Adapted from Arber et al. [2]. Abbreviations: BM, bone marrow; CML, chronic myeloid leukemia; PV, polycythemia vera, PMF, primary myelofibrosis; MDS, myelodysplastic syndromes.

 

Indeed, ET is a chronic disorder with a 15-year survival rate of 80% and a natural history that is characterized by the potential for progression to MF as well as secondary acute myeloid leukemia (sAML) [17][18]. Furthermore, morbidity and mortality are more associated with vascular risks (thrombosis and hemorrhage), hence, the primary goal of current prognostication models and available therapeutics is mainly to identify and appropriately manage patients at higher risk of such complications. Finally, recent insights deriving from next-generation sequencing (NGS) revealed that 53% of an ET cohort (n = 183) had sequence variants/mutations other than the classical driver mutations, with TET2 and ASXL1 being the most frequently mutated genes [19]. Hits affecting other myeloid genes like SH2B3, IDH2, SF3B1, U2AF1, EZH2, and TP53 were found to have an adverse impact on the overall, leukemia-free, MF-free survival as well as an increased vascular risk in the studied ET population [19]. These observations raise the question of whether we need to implement the use of targeted NGS in routine management, surveillance, and design of therapeutic trajectory of patients with ET.
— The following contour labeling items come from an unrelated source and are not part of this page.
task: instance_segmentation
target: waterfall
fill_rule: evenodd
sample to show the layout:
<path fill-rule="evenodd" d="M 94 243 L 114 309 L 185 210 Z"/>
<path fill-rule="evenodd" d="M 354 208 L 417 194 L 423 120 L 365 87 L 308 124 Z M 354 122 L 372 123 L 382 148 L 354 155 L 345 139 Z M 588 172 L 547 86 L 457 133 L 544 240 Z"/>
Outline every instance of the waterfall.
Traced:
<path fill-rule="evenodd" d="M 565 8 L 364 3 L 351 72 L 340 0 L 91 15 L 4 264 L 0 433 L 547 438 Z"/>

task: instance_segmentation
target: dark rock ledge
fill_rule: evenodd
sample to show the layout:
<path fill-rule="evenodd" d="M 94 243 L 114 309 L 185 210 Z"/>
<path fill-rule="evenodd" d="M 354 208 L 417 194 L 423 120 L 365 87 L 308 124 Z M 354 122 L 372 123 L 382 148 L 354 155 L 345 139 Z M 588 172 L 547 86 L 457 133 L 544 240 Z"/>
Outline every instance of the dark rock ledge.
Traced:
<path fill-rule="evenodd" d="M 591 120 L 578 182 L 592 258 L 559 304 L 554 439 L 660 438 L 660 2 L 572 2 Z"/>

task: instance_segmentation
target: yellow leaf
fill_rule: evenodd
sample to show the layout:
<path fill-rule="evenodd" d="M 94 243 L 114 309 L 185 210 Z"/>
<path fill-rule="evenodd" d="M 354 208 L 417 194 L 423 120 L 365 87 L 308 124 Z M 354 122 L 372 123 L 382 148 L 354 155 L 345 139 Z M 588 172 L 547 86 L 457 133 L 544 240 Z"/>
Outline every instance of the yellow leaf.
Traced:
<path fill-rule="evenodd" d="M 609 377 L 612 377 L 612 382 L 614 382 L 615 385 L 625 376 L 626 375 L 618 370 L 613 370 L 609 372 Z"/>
2. Clinical and Therapeutic Pitfalls

While the heterogeneous molecular profile of ET tend to drive the disease evolution, the phenotype, including the thrombo-hemorrhagic tendency and systemic symptom burden (e.g., fatigue, pruritus, microvascular symptoms, splenomegaly) [20], remains the major target of cytoreductive and antiplatelet therapies [21]. Hence, the goal is to relieve symptoms and decrease fatal vascular complications in a preventive fashion via lowering the persistent platelet elevation, ideally to less than 400 × 109/L.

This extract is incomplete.